Abstract

Advanced practitioners (APs) in hematology and oncology (heme/onc) practice and provide oversight across myriad settings, including outpatient, inpatient, specialty centers, infusion centers, and other care settings. Understanding the complexity of care within the specific role APs play in providing day-to-day services across the oncology service line and throughout the continuum of care is critical to developing productivity metrics that adequately reflect the value and scope of the heme/onc AP role. Productivity metrics specific to APs are lacking.
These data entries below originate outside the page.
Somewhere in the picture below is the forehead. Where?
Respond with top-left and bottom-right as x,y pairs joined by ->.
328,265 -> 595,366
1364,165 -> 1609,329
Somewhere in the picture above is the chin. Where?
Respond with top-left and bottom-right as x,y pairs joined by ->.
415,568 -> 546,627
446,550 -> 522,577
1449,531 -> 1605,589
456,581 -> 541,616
Physician models, commonly applied to APs, do not adequately reflect the changing landscape of oncology services, and more importantly do not capture nonbillable services APs provide that are essential to run a practice safely, effectively, and efficiently. Here we describe results of the APSHO Productivity, Burnout, and Work-Life Balance Survey deployed to APSHO members in October 2022 with insight into the day-to-day workload of heme/onc APs, levels of burnout, and perceptions of work-life balance in their current role. Results of the survey confirm the significant amount of time APs spend performing tasks that are not billable but are crucial for access to care and treatment, patient safety, practice efficiency, and downstream revenue. Imperative to an agile and stable heme/onc workforce is an AP leadership structure. Advanced practitioner leaders are at the cornerstone of AP retention, yet metrics for measuring AP leader productivity are also lacking. Now, more than ever, it is essential to accurately describe and assign value to the broad scope of services APs and AP leaders bring to heme/onc practices.